= Accretion (geology) =

Geological process by which material is added to a tectonic plate at a subduction zone

Oceanic-continental convergence and creation of accretionary wedge

Stages of accretion through time with accretionary wedge and volcanic island arc

In geology, accretion is a process by which material is added to a tectonic plate at a subduction zone, frequently on the edge of existing continental landmasses. The added material may be sediment, volcanic arcs, seamounts, oceanic crust or other igneous features.

==Description==
Accretion involves the addition of material to a tectonic plate via subduction, the process by which one plate is forced under the other when two plates collide. The plate which is being forced down, the subducted plate, is pushed against the upper, over-riding plate. Sediment on the ocean floor of the subducting plate is often scraped off as the plate descends.
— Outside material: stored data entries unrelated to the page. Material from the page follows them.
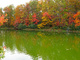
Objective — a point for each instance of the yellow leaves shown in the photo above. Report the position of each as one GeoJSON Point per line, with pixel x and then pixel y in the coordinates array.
{"type": "Point", "coordinates": [2, 20]}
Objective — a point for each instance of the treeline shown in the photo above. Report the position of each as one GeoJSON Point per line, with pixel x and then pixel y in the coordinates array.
{"type": "Point", "coordinates": [56, 14]}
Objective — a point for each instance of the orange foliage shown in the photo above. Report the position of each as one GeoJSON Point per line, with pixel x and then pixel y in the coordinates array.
{"type": "Point", "coordinates": [3, 20]}
{"type": "Point", "coordinates": [77, 19]}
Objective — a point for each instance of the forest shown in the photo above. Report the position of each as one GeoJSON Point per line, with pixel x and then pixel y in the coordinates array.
{"type": "Point", "coordinates": [42, 14]}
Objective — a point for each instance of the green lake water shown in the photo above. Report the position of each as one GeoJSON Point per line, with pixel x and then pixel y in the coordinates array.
{"type": "Point", "coordinates": [35, 45]}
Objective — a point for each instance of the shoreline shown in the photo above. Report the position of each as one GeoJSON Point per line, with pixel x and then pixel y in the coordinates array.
{"type": "Point", "coordinates": [44, 30]}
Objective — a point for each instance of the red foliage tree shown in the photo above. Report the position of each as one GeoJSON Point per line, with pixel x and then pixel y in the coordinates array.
{"type": "Point", "coordinates": [34, 19]}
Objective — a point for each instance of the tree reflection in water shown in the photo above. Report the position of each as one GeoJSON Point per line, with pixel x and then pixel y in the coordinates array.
{"type": "Point", "coordinates": [44, 45]}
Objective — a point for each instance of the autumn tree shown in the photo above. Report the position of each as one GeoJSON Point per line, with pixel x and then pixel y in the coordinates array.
{"type": "Point", "coordinates": [9, 10]}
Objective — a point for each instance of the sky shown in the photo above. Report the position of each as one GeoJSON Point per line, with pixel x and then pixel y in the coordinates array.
{"type": "Point", "coordinates": [4, 3]}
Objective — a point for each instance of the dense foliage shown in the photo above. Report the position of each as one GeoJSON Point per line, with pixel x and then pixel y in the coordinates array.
{"type": "Point", "coordinates": [61, 14]}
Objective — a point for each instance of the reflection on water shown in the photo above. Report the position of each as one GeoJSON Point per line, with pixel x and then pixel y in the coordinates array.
{"type": "Point", "coordinates": [28, 45]}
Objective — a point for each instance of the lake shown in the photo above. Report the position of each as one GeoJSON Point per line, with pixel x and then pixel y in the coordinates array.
{"type": "Point", "coordinates": [36, 45]}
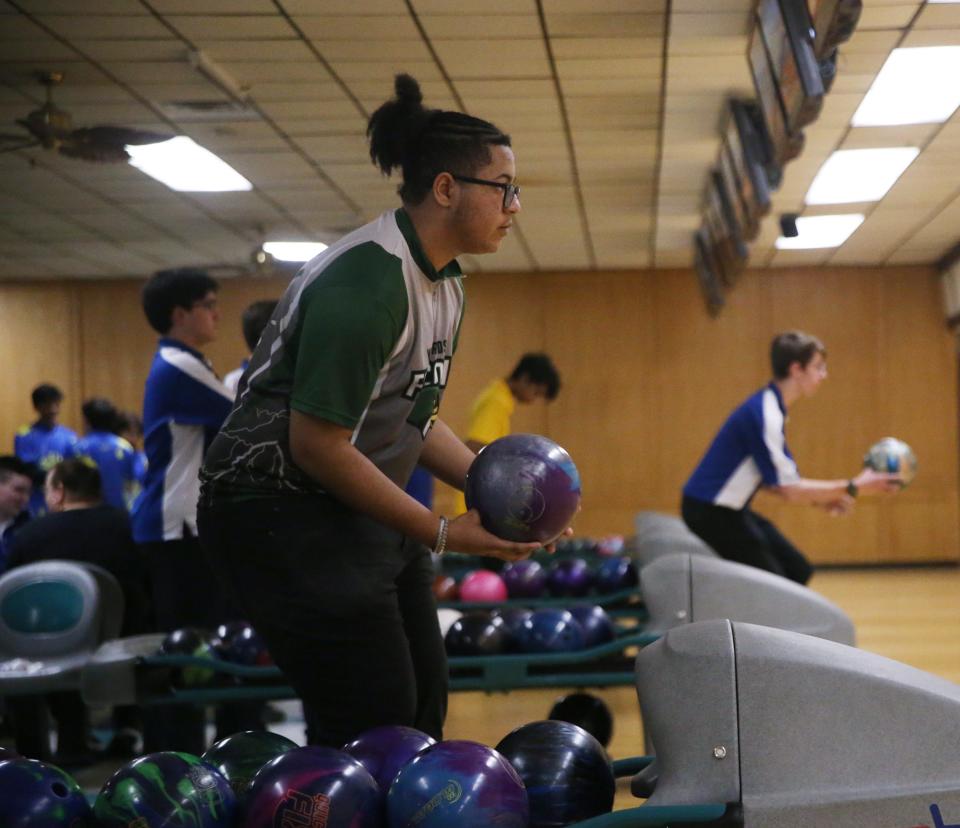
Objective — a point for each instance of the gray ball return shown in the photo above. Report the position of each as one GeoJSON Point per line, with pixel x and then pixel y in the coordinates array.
{"type": "Point", "coordinates": [763, 728]}
{"type": "Point", "coordinates": [659, 535]}
{"type": "Point", "coordinates": [683, 589]}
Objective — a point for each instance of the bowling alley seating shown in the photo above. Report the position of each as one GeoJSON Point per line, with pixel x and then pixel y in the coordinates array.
{"type": "Point", "coordinates": [659, 534]}
{"type": "Point", "coordinates": [760, 727]}
{"type": "Point", "coordinates": [686, 588]}
{"type": "Point", "coordinates": [53, 615]}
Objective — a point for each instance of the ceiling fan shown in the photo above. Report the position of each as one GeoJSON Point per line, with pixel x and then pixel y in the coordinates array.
{"type": "Point", "coordinates": [52, 128]}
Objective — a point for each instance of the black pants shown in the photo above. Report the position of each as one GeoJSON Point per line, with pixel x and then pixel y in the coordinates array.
{"type": "Point", "coordinates": [345, 607]}
{"type": "Point", "coordinates": [743, 536]}
{"type": "Point", "coordinates": [187, 594]}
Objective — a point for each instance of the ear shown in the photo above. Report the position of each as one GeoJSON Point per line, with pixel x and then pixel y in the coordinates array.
{"type": "Point", "coordinates": [444, 189]}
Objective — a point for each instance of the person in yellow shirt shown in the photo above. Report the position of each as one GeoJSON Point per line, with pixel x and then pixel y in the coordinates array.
{"type": "Point", "coordinates": [535, 377]}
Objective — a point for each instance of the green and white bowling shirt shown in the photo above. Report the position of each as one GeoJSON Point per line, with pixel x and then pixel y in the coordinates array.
{"type": "Point", "coordinates": [363, 338]}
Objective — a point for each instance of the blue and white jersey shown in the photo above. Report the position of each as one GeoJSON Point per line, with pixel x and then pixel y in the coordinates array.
{"type": "Point", "coordinates": [184, 405]}
{"type": "Point", "coordinates": [116, 461]}
{"type": "Point", "coordinates": [43, 447]}
{"type": "Point", "coordinates": [749, 451]}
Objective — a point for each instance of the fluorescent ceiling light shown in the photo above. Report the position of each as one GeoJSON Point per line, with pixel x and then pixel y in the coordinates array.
{"type": "Point", "coordinates": [821, 231]}
{"type": "Point", "coordinates": [294, 251]}
{"type": "Point", "coordinates": [851, 176]}
{"type": "Point", "coordinates": [185, 166]}
{"type": "Point", "coordinates": [913, 87]}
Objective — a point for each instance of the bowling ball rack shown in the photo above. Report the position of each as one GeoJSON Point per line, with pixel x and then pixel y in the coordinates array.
{"type": "Point", "coordinates": [137, 675]}
{"type": "Point", "coordinates": [625, 603]}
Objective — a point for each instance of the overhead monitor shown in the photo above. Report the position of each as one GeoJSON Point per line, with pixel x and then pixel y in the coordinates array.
{"type": "Point", "coordinates": [787, 32]}
{"type": "Point", "coordinates": [834, 22]}
{"type": "Point", "coordinates": [708, 276]}
{"type": "Point", "coordinates": [784, 145]}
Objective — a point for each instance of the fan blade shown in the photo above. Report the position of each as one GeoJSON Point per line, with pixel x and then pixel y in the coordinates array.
{"type": "Point", "coordinates": [98, 153]}
{"type": "Point", "coordinates": [116, 136]}
{"type": "Point", "coordinates": [24, 143]}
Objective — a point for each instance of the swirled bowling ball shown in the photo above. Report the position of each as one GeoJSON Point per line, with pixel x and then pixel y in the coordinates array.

This accumulated material is called an accretionary wedge (or accretionary prism), which is pushed against and attaches to the upper plate. In addition to accumulated ocean sediments, volcanic island arcs or seamounts present on the subducting plate may be amalgamated onto existing continental crust on the upper plate, increasing the continental landmass.

==Continent building==
Continental crust differs significantly from oceanic crust. Oceanic crust is primarily composed of basaltic rocks, which have a higher density than the rocks making up the majority of continental crust. Island arcs and other volcanic rocks are also lower in density than the oceanic crust, and are therefore not easily subducted along with the oceanic crust that surrounds them. Instead, these less-dense bits of crust will collide with existing continental crust on the upper plate once the oceanic crust separating them is completely subducted. Most continents are composed of multiple accreted "terranes", pieces of low-density continental crust with different origins. For example, North America is made up of multiple accreted terranes that collided with the Laurentian proto-continent, such as the Proterozoic Yavapai, Mazatzal, and Grenville Province Terranes. Accreted terranes along modern subduction plate boundaries include the Nankai accretionary complex of Japan (subduction of the Philippine Plate beneath the Eurasian Plate), the Barbados Ridge in the Caribbean (subduction of the Caribbean Plate beneath the North American Plate), and the Mediterranean Ridge (subduction of the African Plate beneath the Eurasian Plate). These examples of accreted terranes also all include accretionary wedges.